Avant d’être un film, Nuit d’ivresse était une pièce que Josiane Balasko écrivit en 1985, et qu’elle joua à de nombreuses reprises aux côtés de Michel Blanc puis de Thierry Lhermitte. L’idée de porter sur grand écran ce succès des planches fait rapidement du chemin dans la tête du duo qui s’attelle au scénario. La comédienne étant occupée à la préproduction de sa prochaine réalisation, Les Keufs, elle ne peut se charger de la mise en scène, délégant le poste à un certain Bernard Nauer. Le réalisateur, qui vient juste de signer Dialogue de sourds, un court métrage remarqué avec Pierre Richard et Jacques Villeret, se retrouve donc propulsé à la tête du projet après avoir été mis en contact avec Balasko par l’intermédiaire de Richard, persuadé que tous deux allaient s’entendre. Le postulat, propice aux gags est on ne peut plus simple. Un soir de réveillon de la Saint-Sylvestre, Jacques Belin, animateur de L’Affaire est dans le sac, un jeu télévisé, fait la connaissance de Fred, une femme qui sort de prison. S’ensuit une virée fortement alcoolisée où les deux vont étonnamment se rapprocher. Cette comédie populaire, multi-rediffusée à la télévision, recèle, par delà ses scènes cultes, une humanité et un propos fidèle aux thèmes chers à son autrice.

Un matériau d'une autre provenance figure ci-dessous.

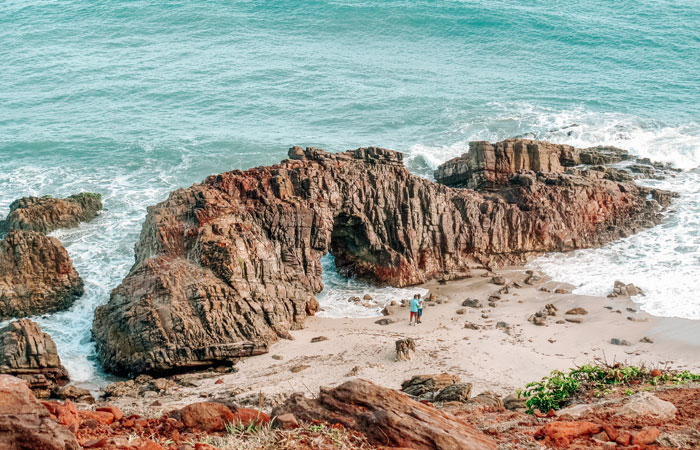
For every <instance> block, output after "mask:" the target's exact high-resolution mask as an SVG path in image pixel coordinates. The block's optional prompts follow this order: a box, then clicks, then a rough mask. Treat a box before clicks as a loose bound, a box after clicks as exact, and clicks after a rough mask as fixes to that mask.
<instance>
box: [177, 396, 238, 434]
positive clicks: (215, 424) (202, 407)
mask: <svg viewBox="0 0 700 450" xmlns="http://www.w3.org/2000/svg"><path fill="white" fill-rule="evenodd" d="M179 413H180V420H181V421H182V423H184V424H185V426H186V427H188V428H193V429H197V430H200V431H206V432H213V431H224V430H225V429H226V424H227V423H233V422H234V421H235V418H236V417H235V416H234V414H233V412H232V411H231V410H230V409H229V407H228V406H226V405H224V404H221V403H213V402H199V403H192V404H191V405H187V406H185V407H184V408H182V409H181V410H180V411H179Z"/></svg>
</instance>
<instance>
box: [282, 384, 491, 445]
mask: <svg viewBox="0 0 700 450" xmlns="http://www.w3.org/2000/svg"><path fill="white" fill-rule="evenodd" d="M283 414H292V415H294V417H296V418H297V419H299V420H303V421H309V422H311V421H314V420H321V421H325V422H328V423H330V424H336V423H339V424H341V425H343V426H344V427H346V428H350V429H353V430H357V431H360V432H361V433H363V434H365V435H366V436H367V438H368V439H369V441H370V442H371V443H373V444H376V445H385V446H387V447H405V448H412V449H415V450H437V449H445V450H447V449H455V450H457V449H461V450H487V449H494V450H495V449H496V443H495V442H494V441H493V440H492V439H491V438H490V437H488V436H486V435H485V434H483V433H482V432H480V431H478V430H477V429H476V428H474V427H472V426H471V425H468V424H466V423H465V422H462V421H460V420H458V419H457V418H455V417H454V416H453V415H451V414H449V413H445V412H443V411H440V410H438V409H436V408H434V407H432V406H428V405H425V404H423V403H420V402H417V401H415V400H411V398H410V397H409V396H408V395H406V394H402V393H400V392H397V391H394V390H393V389H387V388H384V387H381V386H378V385H376V384H374V383H371V382H369V381H366V380H362V379H357V380H352V381H348V382H346V383H344V384H342V385H340V386H338V387H337V388H333V389H328V388H321V392H320V394H319V396H318V399H314V400H311V399H308V398H306V397H304V395H303V394H301V393H297V394H292V396H291V397H290V398H289V399H288V400H287V402H285V403H284V404H283V405H282V406H280V407H279V408H277V409H275V410H274V411H273V416H280V415H283Z"/></svg>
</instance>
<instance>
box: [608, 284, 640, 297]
mask: <svg viewBox="0 0 700 450" xmlns="http://www.w3.org/2000/svg"><path fill="white" fill-rule="evenodd" d="M634 295H644V291H642V290H641V289H640V288H638V287H637V286H635V285H634V284H632V283H629V284H626V283H623V282H622V281H615V285H614V286H613V291H612V292H611V293H610V294H608V297H632V296H634Z"/></svg>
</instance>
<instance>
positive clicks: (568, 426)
mask: <svg viewBox="0 0 700 450" xmlns="http://www.w3.org/2000/svg"><path fill="white" fill-rule="evenodd" d="M602 429H603V428H602V427H601V426H600V425H598V424H595V423H592V422H568V421H562V422H550V423H548V424H547V425H545V426H544V427H542V428H540V429H539V430H537V432H536V433H535V435H534V437H535V439H548V440H551V441H553V442H554V443H555V444H556V445H561V446H567V445H569V444H570V443H571V441H572V440H573V439H576V438H577V437H580V436H590V435H592V434H596V433H599V432H600V430H602Z"/></svg>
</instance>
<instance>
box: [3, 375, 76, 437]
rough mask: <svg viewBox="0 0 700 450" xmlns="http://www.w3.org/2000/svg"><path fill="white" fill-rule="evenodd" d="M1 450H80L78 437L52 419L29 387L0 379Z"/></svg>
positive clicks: (4, 379)
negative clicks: (30, 449)
mask: <svg viewBox="0 0 700 450" xmlns="http://www.w3.org/2000/svg"><path fill="white" fill-rule="evenodd" d="M0 448H2V449H3V450H5V449H7V450H27V449H42V450H78V449H80V448H82V447H81V446H80V445H79V444H78V441H77V439H76V438H75V435H74V434H73V433H71V432H70V431H69V430H68V428H65V427H63V426H61V425H59V424H58V423H56V422H55V421H54V420H53V419H51V417H50V415H49V412H48V411H47V409H46V408H45V407H44V406H43V405H42V404H41V403H39V400H37V399H36V398H35V397H34V395H33V394H32V391H30V390H29V387H28V386H27V383H25V382H24V381H22V380H20V379H19V378H15V377H13V376H10V375H0Z"/></svg>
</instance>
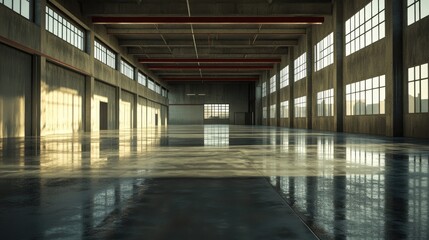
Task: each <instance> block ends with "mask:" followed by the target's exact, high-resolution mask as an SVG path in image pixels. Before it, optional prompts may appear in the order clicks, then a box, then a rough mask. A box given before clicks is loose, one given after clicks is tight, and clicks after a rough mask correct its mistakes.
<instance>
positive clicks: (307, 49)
mask: <svg viewBox="0 0 429 240" xmlns="http://www.w3.org/2000/svg"><path fill="white" fill-rule="evenodd" d="M312 128H313V31H312V29H311V27H308V28H307V129H312Z"/></svg>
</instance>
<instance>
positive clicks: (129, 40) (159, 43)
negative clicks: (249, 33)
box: [119, 40, 298, 48]
mask: <svg viewBox="0 0 429 240" xmlns="http://www.w3.org/2000/svg"><path fill="white" fill-rule="evenodd" d="M119 45H120V46H123V47H145V48H156V47H166V46H168V47H194V45H193V44H190V43H189V41H183V40H179V41H177V40H176V41H167V45H166V44H165V43H161V42H159V41H148V40H121V41H120V42H119ZM197 45H198V46H210V47H212V48H216V47H218V48H243V47H283V46H296V45H298V40H281V41H277V40H273V41H270V40H259V41H256V43H255V44H252V42H250V41H246V40H229V41H217V40H216V41H213V40H212V41H210V42H207V41H197Z"/></svg>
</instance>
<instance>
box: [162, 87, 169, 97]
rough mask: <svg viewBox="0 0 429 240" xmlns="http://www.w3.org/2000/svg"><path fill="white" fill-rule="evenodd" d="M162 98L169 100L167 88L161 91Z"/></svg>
mask: <svg viewBox="0 0 429 240" xmlns="http://www.w3.org/2000/svg"><path fill="white" fill-rule="evenodd" d="M161 96H163V97H165V98H168V91H167V89H165V88H162V89H161Z"/></svg>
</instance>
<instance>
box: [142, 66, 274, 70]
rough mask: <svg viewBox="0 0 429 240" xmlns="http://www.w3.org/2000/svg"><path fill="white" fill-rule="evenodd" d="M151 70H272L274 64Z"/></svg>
mask: <svg viewBox="0 0 429 240" xmlns="http://www.w3.org/2000/svg"><path fill="white" fill-rule="evenodd" d="M148 69H149V70H164V71H168V70H198V69H210V70H226V69H233V70H249V69H251V70H271V69H273V66H216V65H215V66H148Z"/></svg>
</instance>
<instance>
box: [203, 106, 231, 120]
mask: <svg viewBox="0 0 429 240" xmlns="http://www.w3.org/2000/svg"><path fill="white" fill-rule="evenodd" d="M204 119H229V104H204Z"/></svg>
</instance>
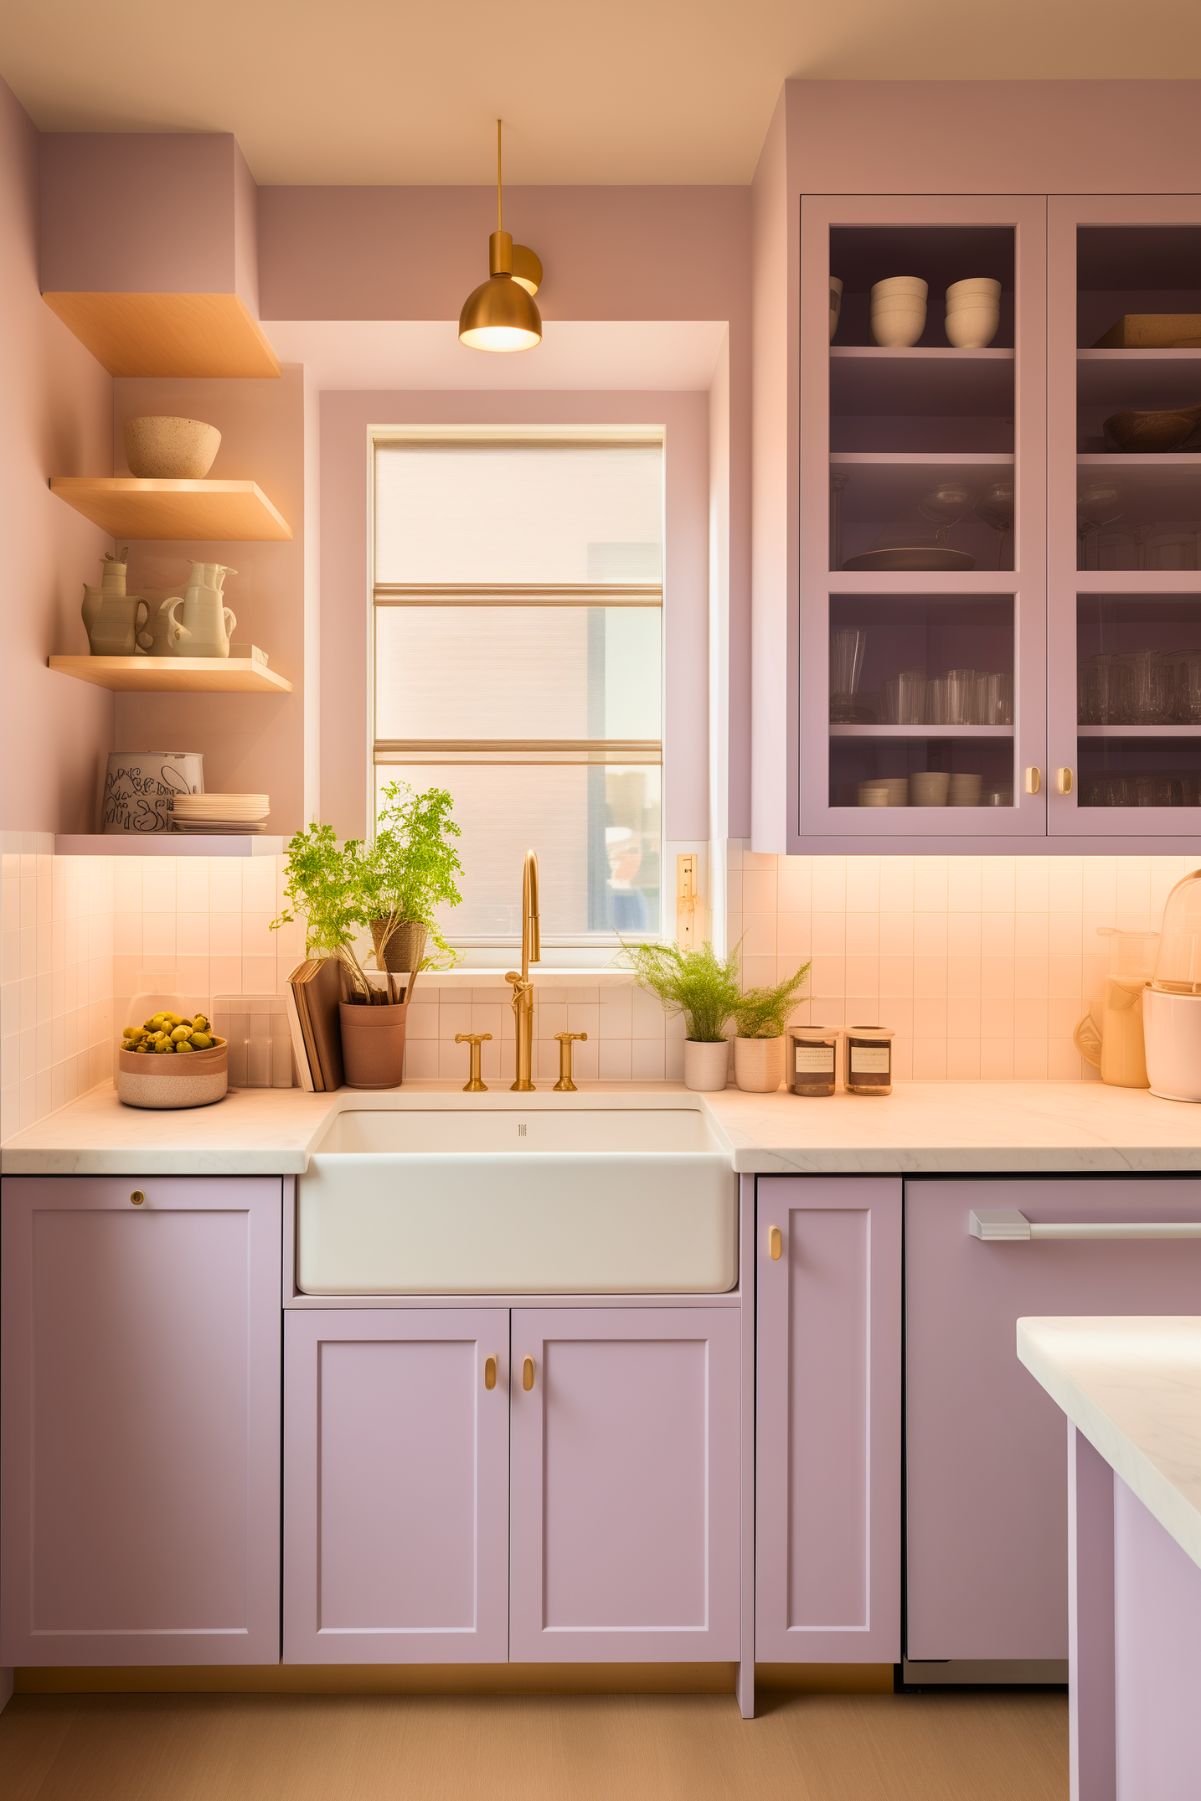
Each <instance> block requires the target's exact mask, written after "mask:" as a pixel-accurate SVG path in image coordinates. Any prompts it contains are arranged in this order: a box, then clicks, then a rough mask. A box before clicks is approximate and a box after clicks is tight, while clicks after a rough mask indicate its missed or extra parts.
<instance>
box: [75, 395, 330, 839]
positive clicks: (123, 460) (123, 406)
mask: <svg viewBox="0 0 1201 1801" xmlns="http://www.w3.org/2000/svg"><path fill="white" fill-rule="evenodd" d="M303 385H304V384H303V371H301V369H297V367H286V369H284V371H283V376H281V378H279V380H266V382H254V380H230V382H214V380H151V378H128V380H119V382H115V409H117V416H115V430H117V445H115V452H117V470H119V472H124V468H126V463H124V448H122V429H124V421H126V420H128V418H130V416H133V414H139V412H178V414H184V416H187V418H196V420H207V421H209V423H212V425H218V427H220V430H221V448H220V450H218V456H216V463H214V465H212V474H214V475H227V477H229V479H238V477H247V479H250V481H257V484H259V486H261V488H263V492H265V493H266V495H268V497H270V499H272V501H274V502H275V506H277V508H279V511H281V513H283V515H284V519H286V520H288V524H290V526H292V533H293V537H292V542H288V544H245V542H243V544H209V542H205V544H184V542H158V544H155V542H142V544H131V546H130V587H131V589H133V591H135V593H139V594H146V596H148V598H149V600H151V605H157V603H158V600H162V598H166V596H169V594H182V593H184V585H185V582H187V571H189V566H191V558H193V557H196V558H203V560H205V562H223V564H229V566H230V567H232V569H236V571H238V575H232V576H229V578H227V584H225V594H227V602H229V605H230V607H232V609H234V612H236V614H238V630H236V638H238V641H241V643H256V645H261V648H263V650H266V654H268V656H270V661H272V666H274V668H277V670H279V672H281V674H283V675H286V677H288V681H290V683H292V693H290V695H279V693H268V695H212V693H211V695H130V693H126V695H121V697H119V699H117V720H115V749H121V751H139V749H140V751H144V749H153V747H162V746H164V744H167V746H169V747H171V749H185V751H187V749H200V751H203V753H205V787H209V789H212V791H216V792H227V791H250V792H256V794H259V792H266V794H270V798H272V816H270V830H272V832H284V834H288V832H295V830H299V827H301V825H303V819H304V800H303V789H304V508H306V495H304V393H303ZM77 639H79V641H77ZM81 647H83V627H79V630H77V634H76V636H74V638H72V641H70V648H81Z"/></svg>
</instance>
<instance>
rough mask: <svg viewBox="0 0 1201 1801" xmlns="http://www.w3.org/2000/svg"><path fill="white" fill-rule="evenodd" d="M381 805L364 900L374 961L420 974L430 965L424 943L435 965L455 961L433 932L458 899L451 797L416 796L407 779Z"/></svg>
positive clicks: (457, 829)
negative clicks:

Nuit d’ivresse © Rimini Editions

Souvent résumé à ses passages comiques les plus drôles, notamment la séquence du parking sous terrain, parfaitement construite, passant du gag moqueur à l’émotion pure, Nuit d’ivresse se révèle tout aussi réussi dans son versant sentimental. Orchestrant la rencontre fortuite de deux individus que tout oppose, le scénario peut se reposer sur le talent de ses interprètes. D’un côté, Thierry Lhermitte fait mouche en présentateur méprisant, goujat et satisfait, lauréat d’un ironique dandy d’or, récompensant la courtoisie française. Un registre de séducteur, projection dégénérée du Popeye des Bronzés, que l’acteur maîtrise à la perfection. Dans un contexte médiatique où la télévision commence à produire des stars surpayées (merci La Cinq de Berlusconi), totalement déconnectées des réalités, la charge n’en était certainement que plus savoureuse. Plus encore l’impunité d’un animateur qui pense qu’humilier les pauvres est un divertissement, sous les applaudissements de fans assénant ad nauseam des jingles débiles (« Clic clac ! ») surprend par sa modernité, suivez notre regard… Face à lui, Balasko excelle par son naturel, son répondant et sa gouaille, sorte de version 80’s d’Arletty. Fred révèle au détour d’un touchant monologue, qu’elle a (accidentellement ?) tué son compagnon violent, une continuité avec son précédent Sac de nœuds qui dénote de l’appétence de l’autrice pour les personnages féminins forts qui refusent la fatalité. Ici, elle ose en outre s’essayer à l’émotion pure, une dimension qu’elle n’avait jusque là que très peu explorée comme le souligne Bernard Nauer dans son entretien présent en bonus. Le cinéaste révèle d’ailleurs que c’est en découvrant le film en salle que Bertrand Blier (avec qui il travaillait alors sur un projet) eut l’idée d’engager la comédienne dans Trop belle pour toi. La complicité évidente entre les deux acteurs, également coproducteurs, donne naissance à de purs moments cultes à l’image d’une danse endiablée ou d’un fou-rire involontaire difficilement contenu et heureusement conservé tel quel dans le montage final.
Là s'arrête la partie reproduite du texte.